Algunos han tratado de enmascarar el desastre político apelando al magnífico comportamiento económico de la región

Alberto Ruiz-Gallardón, Cristina Cifuentes, Esperanza Aguirre e Ignacio González en 2015.Alberto Ruiz-Gallardón, Cristina Cifuentes, Esperanza Aguirre e Ignacio González en 2015. LUIS SEVILLANO

El núcleo dirigente pepero de Madrid ha convertido su política en una pocilga. Ese estigma daña e indigna al buen pueblo madrileño. Pero por su peso y relevancia, también a los demás.

Algunos han tratado de enmascarar el desastre político apelando al magnífico comportamiento económico de la región.

¿Cómo pueden ser ciertos (que lo son), ambos extremos?

Por un conjunto de razones que poco tienen que agradecer a la recua de presidentes y presidentas corruptas.

La liberación de la dictadura libró a Madrid de su carcasa gris y opresiva, a ella adherida. Liberó sus energías, destapó la vida artística, la pulsión burguesa y trabajadora comprimidas por la fachada burocrático-cortesana. Convirtió la capital en ciudad.

Luego, la globalización, al ampliar circuitos y seleccionar nudos, favoreció la prevalencia de las capitales políticas.

El retorno de España a Europa endosó a Bruselas muchas competencias autonómicas.

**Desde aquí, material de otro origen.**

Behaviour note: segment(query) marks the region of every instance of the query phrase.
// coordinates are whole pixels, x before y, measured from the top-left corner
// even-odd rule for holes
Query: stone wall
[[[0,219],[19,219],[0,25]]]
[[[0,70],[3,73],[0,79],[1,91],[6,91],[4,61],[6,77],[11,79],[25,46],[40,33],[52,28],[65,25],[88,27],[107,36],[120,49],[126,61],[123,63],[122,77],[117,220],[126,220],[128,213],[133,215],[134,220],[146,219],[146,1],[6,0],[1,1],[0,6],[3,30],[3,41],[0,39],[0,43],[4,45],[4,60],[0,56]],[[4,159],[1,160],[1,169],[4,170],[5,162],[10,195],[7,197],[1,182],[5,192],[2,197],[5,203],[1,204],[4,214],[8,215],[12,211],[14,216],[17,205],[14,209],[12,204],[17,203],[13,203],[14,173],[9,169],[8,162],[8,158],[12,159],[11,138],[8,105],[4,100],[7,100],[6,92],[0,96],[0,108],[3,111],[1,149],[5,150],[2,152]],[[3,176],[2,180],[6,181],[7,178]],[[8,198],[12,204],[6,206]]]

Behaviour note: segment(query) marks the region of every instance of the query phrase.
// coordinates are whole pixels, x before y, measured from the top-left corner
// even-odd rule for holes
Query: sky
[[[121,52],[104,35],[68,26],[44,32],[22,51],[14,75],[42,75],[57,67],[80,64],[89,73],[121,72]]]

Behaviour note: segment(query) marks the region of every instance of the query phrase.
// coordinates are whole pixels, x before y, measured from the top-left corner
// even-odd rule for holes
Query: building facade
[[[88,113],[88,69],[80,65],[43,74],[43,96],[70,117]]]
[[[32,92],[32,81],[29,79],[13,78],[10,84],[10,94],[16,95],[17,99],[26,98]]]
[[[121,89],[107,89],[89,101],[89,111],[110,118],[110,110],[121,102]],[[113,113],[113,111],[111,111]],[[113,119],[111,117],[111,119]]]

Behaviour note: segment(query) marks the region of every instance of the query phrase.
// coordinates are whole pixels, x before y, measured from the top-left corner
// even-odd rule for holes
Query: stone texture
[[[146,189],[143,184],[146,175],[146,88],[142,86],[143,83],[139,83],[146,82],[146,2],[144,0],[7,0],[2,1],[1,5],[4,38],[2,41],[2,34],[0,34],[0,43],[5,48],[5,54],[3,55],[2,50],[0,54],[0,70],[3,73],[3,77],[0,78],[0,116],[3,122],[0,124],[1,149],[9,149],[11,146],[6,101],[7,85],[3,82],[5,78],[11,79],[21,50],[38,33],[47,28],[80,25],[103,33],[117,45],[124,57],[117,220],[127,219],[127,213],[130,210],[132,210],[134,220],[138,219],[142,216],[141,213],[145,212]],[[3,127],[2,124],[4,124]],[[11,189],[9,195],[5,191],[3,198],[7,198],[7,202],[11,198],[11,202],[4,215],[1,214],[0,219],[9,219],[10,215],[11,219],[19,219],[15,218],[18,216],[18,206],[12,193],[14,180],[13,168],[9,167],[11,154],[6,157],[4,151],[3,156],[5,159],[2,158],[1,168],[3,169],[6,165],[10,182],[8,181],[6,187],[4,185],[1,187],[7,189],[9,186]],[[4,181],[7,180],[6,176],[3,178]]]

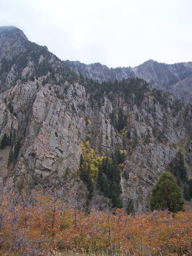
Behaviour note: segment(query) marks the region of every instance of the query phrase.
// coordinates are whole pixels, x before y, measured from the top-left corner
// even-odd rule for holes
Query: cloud
[[[192,60],[190,0],[1,0],[13,25],[62,59],[109,67]]]

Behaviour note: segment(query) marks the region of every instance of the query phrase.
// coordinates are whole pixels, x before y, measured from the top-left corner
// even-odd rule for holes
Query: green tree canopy
[[[151,209],[166,208],[177,212],[183,209],[183,204],[184,201],[176,181],[169,172],[163,173],[152,190]]]

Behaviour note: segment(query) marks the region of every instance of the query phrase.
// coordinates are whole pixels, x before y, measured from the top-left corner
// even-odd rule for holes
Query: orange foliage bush
[[[52,250],[93,247],[116,248],[122,255],[189,255],[192,219],[188,206],[174,216],[166,211],[131,216],[122,209],[87,214],[51,195],[17,204],[5,198],[0,203],[0,254],[47,255]]]

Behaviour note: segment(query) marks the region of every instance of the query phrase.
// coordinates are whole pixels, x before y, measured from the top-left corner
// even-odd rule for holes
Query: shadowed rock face
[[[192,62],[169,65],[150,60],[133,68],[110,69],[100,63],[86,65],[69,61],[64,63],[78,73],[99,81],[137,76],[146,80],[152,87],[170,92],[184,102],[192,102]]]
[[[31,189],[56,184],[71,196],[84,198],[86,188],[78,172],[80,144],[91,135],[97,156],[113,152],[117,145],[125,148],[121,174],[124,206],[145,211],[152,186],[175,157],[181,141],[188,142],[190,160],[191,106],[138,79],[123,82],[122,88],[133,85],[127,93],[118,89],[120,83],[105,92],[103,84],[77,76],[47,47],[29,41],[18,29],[6,31],[0,33],[0,136],[12,132],[16,134],[14,145],[21,140],[12,173],[15,186]],[[108,71],[96,65],[98,77],[100,68]],[[141,67],[137,68],[138,72]],[[132,76],[133,72],[127,74]],[[125,141],[111,117],[113,114],[118,119],[119,109],[130,133]],[[136,133],[138,143],[130,150]]]

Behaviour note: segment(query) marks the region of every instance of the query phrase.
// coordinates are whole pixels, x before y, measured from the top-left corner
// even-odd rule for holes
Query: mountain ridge
[[[192,84],[185,80],[192,75],[192,62],[169,64],[151,59],[134,67],[116,68],[109,68],[99,63],[87,64],[67,60],[64,63],[78,73],[100,82],[137,76],[152,87],[171,92],[186,102],[192,102]],[[180,83],[183,84],[181,89]]]
[[[182,141],[191,177],[190,105],[143,79],[99,83],[79,75],[47,47],[25,38],[15,45],[9,34],[0,38],[0,140],[6,134],[14,159],[2,184],[21,194],[60,186],[99,207],[106,200],[96,186],[102,160],[109,190],[128,211],[143,212]]]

Matizó así el plan descentralizador y el reparto de poder territorial abiertos con la Constitución.

A esas tendencias naturales, se les sumaron otras, artificiales.

La congelación del sistema autonómico —sin alcanzar aliento federal, por ejemplo simbolizado en un Senado de nueva ubicación— provocó que en parte se volviera a las inercias de siempre.

El retorno de la derecha al poder extremó la radialidad, la locura financiera faraónica de Barajas, el derroche de las autopistas radiales, el disparatado diseño de un corredor ferroviario mediterráneo con ramal prioritario en el centro peninsular...

El neoliberalismo iliberal del peperismo local desató un brutal dumping fiscal (eliminación de facto del impuesto del patrimonio) y convirtió a la capital en un semiparaíso fiscal aspirador de grandes fortunas y empresas.

Y la competencia centralista desleal cercenó intentos de reparto geográfico de elementos de capitalidad, de inspiración federal alemana, como ocurrió con la reabsorción de la sede de la Comisión del Mercado de las Telecomunicaciones.

Pese a todo eso (y a las ayudas de la inepcia ajena), Madrid no ha superado el tamaño económico de su rival histórica. Aún.

Imaginen si hubiese dispuesto de una dirigencia honesta.